Following the Fed statement, contracts tied to the policy rate continued to price about a one-in-four chance of a 2019 Fed rate hike, and contracts maturing in 2020 were signaling a small but rising chance of a rate cut then.
Brian Coulton, chief economist at Fitch Ratings in London, said the Fed comments read "more like a pause" than a strong signal that the U.S. central bank was approaching the end of its tightening cycle.
In mid-morning trading, the dollar index sank 0.4 percent to 95.455.
The dollar dropped 0.5 percent against the yen to 108.93 , and was down slightly versus the Swiss franc at 0.9944 franc.
The greenback was earlier bolstered by data showing strong U.S. private sector jobs growth for January.
Payrolls processor ADP reported that the U.S. private sector added 213,000 jobs in January.

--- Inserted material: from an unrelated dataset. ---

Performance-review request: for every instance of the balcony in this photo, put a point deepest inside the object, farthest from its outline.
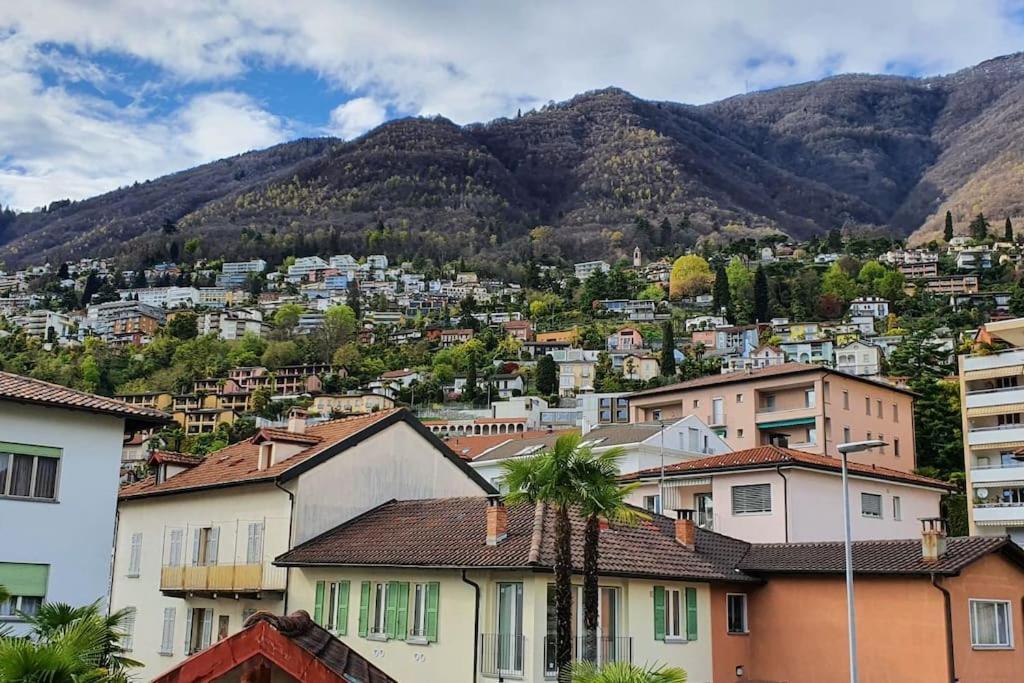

That beat forecasts for gains of 178,000, but the monthly total was lower than job gains of 271,000 in December.
The euro rose 0.4 percent to $1.1479, recovering from earlier losses.
Softer-than-expected European data released in the last few weeks suggested that the European Central Bank is expected to hold off tightening until year end.
"Our three-month forecast for euro/dollar is between $1.14-$1.16 levels as we don't expect changes from either of the two major central banks (Fed, ECB)," said Antje Praefcke, a currency strategist at Commerzbank based in Frankfurt.